3.15 Device operating capabilities
3.15.1 For certain devices that are designed to
operate with a substantially low operating duty factor where constant peak
output power is neither supported by the hardware nor its battery, SAR
compliance should be evaluated at the highest operating duty factor expected
during normal use. If a device or its battery is not designed to maintain a
constant average output power, SAR should be evaluated with respect to the
highest exposure expected based on battery capacity. The measured SAR should
typically correspond to the average output power measured before and after the
SAR measurement. Testing a device beyond its intended maximum capability
and/or capacity may sometimes lead to unpredictable performance conditions that
could produce unacceptable test results. These types of test configurations
should not be used.
3.16 Device Operating Modes
3.16.1 If a portable transmitter has built‑in
test modes that can be used to evaluate the highest exposure during normal use,
SAR should be tested with these test modes. An unmodulated carrier is usually
used in AMPS mode test sequences. For TDMA mode, the test mode signal is
usually modulated by the time‑division duty factor. Testing TDMA devices
with an unmodulated CW signal and adjusting the SAR with a duty factor is not
recommended. The test mode signal for CDMA, direct‑sequence transmitters
should correspond to the full vocoder rate and maximum occupied bandwidth of
the device. Frequency hopping spread spectrum devices should be tested at
fixed frequencies corresponding to the high, middle and low frequency channels
to avoid field probe sampling time incompatibility issues. For devices that
operate with a transmission band less than 10 MHz, testing at the middle
channel is generally sufficient; otherwise, SAR should be tested at the high,
middle and low channels.
3.16.2 The following procedures must be used if the
difference between the highest output of a low output mode and the lowest
output of the highest output mode is more than 2 dB, otherwise, such low
output modes must be tested according to the normal Schedule 2 requirements.
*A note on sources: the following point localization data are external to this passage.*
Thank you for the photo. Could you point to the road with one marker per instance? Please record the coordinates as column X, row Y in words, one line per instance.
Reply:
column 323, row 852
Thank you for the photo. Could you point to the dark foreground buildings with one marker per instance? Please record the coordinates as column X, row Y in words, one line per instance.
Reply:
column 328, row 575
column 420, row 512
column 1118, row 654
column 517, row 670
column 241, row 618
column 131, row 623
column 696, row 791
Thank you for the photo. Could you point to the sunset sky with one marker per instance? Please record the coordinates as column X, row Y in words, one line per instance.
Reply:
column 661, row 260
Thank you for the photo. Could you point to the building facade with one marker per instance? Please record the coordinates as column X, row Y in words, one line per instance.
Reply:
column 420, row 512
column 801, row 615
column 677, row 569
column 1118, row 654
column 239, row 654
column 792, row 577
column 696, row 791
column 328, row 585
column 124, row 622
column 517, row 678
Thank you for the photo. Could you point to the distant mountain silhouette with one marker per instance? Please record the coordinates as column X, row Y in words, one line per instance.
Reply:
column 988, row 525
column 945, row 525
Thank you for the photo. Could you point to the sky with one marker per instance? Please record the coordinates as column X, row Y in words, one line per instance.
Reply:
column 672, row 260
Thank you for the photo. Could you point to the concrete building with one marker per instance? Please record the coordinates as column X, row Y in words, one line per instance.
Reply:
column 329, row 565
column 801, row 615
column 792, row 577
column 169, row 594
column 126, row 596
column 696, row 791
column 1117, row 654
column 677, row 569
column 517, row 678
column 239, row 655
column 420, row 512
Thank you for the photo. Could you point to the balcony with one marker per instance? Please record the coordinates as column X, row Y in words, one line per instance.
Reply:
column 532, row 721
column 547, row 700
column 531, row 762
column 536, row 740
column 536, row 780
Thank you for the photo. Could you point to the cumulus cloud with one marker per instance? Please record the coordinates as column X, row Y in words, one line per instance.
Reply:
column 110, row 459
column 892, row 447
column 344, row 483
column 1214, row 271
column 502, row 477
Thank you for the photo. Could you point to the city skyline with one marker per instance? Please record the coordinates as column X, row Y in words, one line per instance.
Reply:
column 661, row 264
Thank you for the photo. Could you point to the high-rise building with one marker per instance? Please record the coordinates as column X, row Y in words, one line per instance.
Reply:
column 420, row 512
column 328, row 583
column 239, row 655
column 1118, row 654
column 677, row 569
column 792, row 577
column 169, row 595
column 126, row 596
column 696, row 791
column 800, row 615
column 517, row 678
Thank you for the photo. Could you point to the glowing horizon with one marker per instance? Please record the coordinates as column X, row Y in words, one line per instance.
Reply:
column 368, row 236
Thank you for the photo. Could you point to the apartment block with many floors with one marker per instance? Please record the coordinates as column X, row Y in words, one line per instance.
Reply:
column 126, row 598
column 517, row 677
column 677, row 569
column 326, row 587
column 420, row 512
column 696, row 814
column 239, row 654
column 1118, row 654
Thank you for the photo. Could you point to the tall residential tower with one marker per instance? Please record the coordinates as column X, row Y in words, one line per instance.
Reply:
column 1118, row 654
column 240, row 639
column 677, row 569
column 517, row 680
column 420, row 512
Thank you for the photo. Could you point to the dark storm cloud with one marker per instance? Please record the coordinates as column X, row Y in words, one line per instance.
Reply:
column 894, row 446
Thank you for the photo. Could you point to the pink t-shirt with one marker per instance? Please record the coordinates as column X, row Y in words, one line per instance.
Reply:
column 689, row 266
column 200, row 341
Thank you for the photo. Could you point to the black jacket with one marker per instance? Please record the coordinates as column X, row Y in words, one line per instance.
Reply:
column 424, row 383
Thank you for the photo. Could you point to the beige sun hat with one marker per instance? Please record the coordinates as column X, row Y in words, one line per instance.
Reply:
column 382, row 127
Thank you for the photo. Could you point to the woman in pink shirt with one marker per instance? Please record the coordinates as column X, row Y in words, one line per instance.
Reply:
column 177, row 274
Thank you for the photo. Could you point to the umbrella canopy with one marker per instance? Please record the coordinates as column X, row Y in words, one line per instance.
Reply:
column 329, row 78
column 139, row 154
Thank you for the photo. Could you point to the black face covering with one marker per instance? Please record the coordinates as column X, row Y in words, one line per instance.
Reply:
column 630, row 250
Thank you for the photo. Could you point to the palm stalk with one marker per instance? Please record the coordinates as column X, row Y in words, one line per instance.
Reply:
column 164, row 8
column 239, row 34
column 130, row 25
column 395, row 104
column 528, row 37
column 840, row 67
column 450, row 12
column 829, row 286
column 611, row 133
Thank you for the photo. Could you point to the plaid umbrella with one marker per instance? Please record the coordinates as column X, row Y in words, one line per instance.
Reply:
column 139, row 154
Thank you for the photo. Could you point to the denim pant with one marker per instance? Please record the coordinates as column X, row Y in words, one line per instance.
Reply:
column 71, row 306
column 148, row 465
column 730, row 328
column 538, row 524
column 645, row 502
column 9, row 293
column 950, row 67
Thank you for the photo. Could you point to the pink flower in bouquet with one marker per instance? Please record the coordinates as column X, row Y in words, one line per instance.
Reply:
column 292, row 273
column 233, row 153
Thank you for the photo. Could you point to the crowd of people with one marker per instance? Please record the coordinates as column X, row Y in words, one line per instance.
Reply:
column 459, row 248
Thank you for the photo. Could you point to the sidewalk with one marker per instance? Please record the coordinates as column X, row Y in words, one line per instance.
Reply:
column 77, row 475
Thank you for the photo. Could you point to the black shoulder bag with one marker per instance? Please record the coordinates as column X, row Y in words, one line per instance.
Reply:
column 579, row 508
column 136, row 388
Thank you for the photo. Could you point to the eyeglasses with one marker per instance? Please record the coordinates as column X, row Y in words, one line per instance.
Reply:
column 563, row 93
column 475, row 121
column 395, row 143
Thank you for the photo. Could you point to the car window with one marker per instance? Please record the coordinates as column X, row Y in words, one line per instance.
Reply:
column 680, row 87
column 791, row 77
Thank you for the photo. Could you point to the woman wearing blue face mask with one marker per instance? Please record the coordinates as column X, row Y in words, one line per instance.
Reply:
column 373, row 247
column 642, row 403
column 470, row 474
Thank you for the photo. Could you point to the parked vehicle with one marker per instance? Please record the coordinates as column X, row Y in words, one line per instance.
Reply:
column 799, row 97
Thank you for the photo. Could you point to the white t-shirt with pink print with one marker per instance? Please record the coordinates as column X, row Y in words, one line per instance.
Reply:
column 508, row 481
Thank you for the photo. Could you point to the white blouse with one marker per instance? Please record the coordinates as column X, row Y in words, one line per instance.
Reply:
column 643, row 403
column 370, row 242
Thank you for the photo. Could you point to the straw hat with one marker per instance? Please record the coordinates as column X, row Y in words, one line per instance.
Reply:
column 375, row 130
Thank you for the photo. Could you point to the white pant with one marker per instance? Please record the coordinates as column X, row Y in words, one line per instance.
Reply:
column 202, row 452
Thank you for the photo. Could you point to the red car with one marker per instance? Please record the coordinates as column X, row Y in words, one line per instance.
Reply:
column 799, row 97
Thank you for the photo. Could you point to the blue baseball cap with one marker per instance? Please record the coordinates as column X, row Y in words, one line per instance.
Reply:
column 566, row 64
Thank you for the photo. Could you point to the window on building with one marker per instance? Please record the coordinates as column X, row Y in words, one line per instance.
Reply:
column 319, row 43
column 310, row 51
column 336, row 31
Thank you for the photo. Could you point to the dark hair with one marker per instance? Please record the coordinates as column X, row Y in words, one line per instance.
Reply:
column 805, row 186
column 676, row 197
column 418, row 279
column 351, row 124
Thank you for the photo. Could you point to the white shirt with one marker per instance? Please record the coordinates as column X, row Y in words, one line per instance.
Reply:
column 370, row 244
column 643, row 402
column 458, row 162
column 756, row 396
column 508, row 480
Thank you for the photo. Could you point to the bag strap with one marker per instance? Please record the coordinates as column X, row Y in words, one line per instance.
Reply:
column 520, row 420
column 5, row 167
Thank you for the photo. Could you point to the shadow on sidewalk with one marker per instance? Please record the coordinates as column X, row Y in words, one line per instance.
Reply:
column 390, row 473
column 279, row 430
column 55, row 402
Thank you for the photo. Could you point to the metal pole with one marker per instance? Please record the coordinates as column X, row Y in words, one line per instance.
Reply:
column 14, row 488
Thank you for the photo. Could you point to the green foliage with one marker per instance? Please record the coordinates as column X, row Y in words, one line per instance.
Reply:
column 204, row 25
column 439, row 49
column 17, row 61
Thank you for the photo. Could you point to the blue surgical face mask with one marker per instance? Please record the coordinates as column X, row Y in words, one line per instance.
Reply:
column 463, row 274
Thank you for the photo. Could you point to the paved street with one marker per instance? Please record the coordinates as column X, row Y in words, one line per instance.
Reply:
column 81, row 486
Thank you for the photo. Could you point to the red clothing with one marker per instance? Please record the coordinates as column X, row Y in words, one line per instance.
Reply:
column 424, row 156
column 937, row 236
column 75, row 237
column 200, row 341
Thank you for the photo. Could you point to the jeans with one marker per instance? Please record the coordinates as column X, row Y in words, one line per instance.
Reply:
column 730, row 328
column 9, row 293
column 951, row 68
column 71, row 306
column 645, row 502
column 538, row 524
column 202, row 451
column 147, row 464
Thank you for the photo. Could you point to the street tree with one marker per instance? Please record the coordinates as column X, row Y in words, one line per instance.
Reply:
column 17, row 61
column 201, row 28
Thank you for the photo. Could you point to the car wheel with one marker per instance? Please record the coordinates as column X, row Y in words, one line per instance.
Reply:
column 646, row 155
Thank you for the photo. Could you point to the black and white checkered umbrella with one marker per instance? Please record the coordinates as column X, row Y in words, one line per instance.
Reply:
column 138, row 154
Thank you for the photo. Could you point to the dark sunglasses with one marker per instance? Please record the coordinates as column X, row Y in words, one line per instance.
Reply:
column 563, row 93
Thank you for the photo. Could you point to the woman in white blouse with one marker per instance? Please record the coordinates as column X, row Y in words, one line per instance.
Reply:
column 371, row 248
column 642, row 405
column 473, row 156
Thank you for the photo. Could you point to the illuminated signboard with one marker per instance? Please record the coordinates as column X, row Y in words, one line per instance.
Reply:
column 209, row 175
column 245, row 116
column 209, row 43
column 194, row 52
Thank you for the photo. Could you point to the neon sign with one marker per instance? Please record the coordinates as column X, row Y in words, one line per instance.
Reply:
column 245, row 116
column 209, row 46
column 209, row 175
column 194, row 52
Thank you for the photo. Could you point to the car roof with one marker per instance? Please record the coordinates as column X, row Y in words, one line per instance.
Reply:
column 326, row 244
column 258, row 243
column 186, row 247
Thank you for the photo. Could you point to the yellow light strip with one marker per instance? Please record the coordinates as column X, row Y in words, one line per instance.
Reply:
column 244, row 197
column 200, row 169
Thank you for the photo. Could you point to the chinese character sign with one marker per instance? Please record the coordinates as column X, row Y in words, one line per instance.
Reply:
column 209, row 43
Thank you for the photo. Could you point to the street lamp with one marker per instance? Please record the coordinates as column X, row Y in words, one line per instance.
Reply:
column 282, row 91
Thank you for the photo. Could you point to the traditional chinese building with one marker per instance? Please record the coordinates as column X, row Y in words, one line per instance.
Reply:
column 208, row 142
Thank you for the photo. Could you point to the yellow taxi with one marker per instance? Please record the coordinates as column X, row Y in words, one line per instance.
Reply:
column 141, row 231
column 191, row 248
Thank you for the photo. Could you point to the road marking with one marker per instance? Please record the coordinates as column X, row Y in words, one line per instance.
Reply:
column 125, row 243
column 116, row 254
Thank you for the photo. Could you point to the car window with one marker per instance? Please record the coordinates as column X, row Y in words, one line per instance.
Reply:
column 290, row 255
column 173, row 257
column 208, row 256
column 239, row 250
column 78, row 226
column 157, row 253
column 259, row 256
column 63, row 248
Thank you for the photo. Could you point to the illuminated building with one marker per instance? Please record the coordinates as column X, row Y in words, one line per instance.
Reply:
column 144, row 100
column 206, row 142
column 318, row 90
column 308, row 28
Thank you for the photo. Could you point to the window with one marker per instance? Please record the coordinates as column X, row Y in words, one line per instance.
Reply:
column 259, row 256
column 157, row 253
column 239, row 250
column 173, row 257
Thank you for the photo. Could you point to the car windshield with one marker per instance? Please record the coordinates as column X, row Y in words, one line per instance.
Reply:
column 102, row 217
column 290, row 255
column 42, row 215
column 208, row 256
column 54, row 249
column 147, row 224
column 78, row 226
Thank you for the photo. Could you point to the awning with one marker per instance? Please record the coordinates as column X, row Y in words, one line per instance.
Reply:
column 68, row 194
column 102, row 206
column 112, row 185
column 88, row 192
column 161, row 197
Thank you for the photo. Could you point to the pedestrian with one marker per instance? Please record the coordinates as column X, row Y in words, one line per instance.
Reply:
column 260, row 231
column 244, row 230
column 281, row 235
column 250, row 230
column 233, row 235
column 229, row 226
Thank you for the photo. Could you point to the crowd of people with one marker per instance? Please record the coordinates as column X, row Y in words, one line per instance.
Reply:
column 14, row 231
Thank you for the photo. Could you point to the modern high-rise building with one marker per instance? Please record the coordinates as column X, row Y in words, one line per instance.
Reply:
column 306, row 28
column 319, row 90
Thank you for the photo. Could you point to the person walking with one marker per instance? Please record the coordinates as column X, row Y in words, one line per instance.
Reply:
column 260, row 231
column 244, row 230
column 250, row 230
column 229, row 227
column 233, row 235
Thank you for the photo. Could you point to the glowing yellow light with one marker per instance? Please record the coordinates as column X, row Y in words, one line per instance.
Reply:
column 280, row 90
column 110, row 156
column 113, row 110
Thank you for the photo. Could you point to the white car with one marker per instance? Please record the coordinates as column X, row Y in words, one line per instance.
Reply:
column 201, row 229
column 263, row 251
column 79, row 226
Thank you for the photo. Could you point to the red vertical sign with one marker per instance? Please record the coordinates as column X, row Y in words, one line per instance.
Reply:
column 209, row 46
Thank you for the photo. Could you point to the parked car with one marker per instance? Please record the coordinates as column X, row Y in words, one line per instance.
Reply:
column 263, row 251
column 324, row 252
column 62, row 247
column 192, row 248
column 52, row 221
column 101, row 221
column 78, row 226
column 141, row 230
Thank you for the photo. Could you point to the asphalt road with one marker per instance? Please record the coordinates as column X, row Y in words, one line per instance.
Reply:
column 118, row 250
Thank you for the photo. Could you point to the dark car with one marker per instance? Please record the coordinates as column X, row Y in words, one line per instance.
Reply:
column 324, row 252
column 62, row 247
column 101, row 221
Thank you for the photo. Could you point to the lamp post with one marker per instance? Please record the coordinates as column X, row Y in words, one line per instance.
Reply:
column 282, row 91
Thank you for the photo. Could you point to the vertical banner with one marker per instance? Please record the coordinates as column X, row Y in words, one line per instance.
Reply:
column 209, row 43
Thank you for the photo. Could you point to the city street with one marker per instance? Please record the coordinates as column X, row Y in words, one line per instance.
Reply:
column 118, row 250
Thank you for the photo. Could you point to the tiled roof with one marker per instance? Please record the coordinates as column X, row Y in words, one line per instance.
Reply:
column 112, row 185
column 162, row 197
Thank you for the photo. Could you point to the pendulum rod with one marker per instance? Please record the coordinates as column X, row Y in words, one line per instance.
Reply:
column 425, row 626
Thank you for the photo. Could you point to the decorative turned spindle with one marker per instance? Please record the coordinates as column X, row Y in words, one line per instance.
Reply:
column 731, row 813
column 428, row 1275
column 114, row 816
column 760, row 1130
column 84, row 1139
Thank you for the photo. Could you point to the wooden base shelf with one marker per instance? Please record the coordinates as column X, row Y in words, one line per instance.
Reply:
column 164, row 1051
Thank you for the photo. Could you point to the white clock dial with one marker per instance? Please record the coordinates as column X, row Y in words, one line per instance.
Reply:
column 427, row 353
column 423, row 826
The highest and lowest output of an operating mode must be determined with
respect to the output for high, middle and low frequency channel of each mode:
(a) test each of the lower output modes in the
configuration that resulted in the highest ten‑gram SAR in the mode with
the highest output; and
(b) test the lower output modes in the following
configurations when the ten‑gram SAR for the highest output mode of such
configurations are greater than 1.0 W/kg:
(i) the antenna position and channel
that produced the highest ten‑gram SAR in the Left Head Touch Position;
(ii) the antenna position and channel
that produced the highest ten‑gram SAR in the Left Head Tilt Position;
(iii) the antenna position and channel
that produced the highest ten‑gram SAR in the Right Head Touch Position;
(iv) the antenna position and channel
that produced the highest ten‑gram SAR in the Right Head Tilt Position.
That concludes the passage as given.